In “Stimulus thinking, and nuance,” New York Times economics columnist David Leonhardt credits stimulus courtesy of national socialism with reviving the German economy in the 1930’s. In the course of his column Leonhardt attacks Amity Shlaes’s critique of the received account of the New Deal. Leonhardt refers readers to “[t]he best takedown of Ms. Shlaes’s thesis” by Eric Rauchway, “a historian, who pointed out that her favorite statistic did not count people employed by New Deal programs to be employed.” Shlaes responds to this point here. At Contentions, Jonathan Tobin fairly characterizes Leonhardt’s column as “Liberal fascism in the Times.”
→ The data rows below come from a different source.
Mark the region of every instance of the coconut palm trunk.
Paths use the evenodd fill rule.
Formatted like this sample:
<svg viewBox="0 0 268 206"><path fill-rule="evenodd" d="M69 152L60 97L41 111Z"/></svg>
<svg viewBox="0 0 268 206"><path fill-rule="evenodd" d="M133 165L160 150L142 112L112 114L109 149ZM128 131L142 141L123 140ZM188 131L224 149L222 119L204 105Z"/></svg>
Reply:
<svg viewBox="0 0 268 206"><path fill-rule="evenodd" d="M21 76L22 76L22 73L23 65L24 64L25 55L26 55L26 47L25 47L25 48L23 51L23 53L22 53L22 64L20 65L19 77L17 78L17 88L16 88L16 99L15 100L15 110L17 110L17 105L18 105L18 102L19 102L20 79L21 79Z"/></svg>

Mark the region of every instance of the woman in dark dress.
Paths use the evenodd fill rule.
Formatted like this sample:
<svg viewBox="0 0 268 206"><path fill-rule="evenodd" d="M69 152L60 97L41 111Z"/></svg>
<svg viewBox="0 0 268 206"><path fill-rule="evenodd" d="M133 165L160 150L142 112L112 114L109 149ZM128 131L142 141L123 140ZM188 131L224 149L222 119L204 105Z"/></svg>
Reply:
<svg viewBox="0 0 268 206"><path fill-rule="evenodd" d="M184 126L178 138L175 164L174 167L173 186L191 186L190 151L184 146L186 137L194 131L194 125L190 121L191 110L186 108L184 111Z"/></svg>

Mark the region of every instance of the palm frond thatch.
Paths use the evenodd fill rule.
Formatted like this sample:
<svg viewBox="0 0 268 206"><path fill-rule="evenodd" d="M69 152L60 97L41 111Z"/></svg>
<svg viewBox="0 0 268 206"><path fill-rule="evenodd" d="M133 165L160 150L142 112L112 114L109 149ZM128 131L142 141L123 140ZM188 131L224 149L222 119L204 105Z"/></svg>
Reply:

UPDATE: Reader Jim Cratsley writes:
The Times faills to mention serveral things that Hitler also did in conjunction with the stimulus. He called a May Day Rally in Berlin in May of 1933 and invited all the union leaders. The chairman of the Trade Union Confederation openly pledged themselves to support the Nazi regime. After the rally, Hitler had the union leaders arrested and put into prison.
He instituted strict wage and price controls. You complain – you got put into prison. The people accepted this because they went through the wild inflation under the Weimar Republic and were scared.
He put millions of men into the armed services, as we all know – that decreased unemployment greatly.
The wage and price controls started to cause shortages. Hitler’s agreement with Stalin was also an economic gift – Russia sent tons and tons of supplies to Germany – right up until the day Hitler invaded.
But the major thing was, Germany was close to bankruptcy by 1938 – there was only so much money it could borrow.
Jonathan Tobin makes related points in the linked post. William Shirer’s Rise and Fall of the Third Reich, available online via Google, covers some of the May 1933 events at pages 202-203, also noting that Hitler decreed an end to collective bargaining that month. Mr. Cratsley concludes: “This guy from the Times is a nitwit.”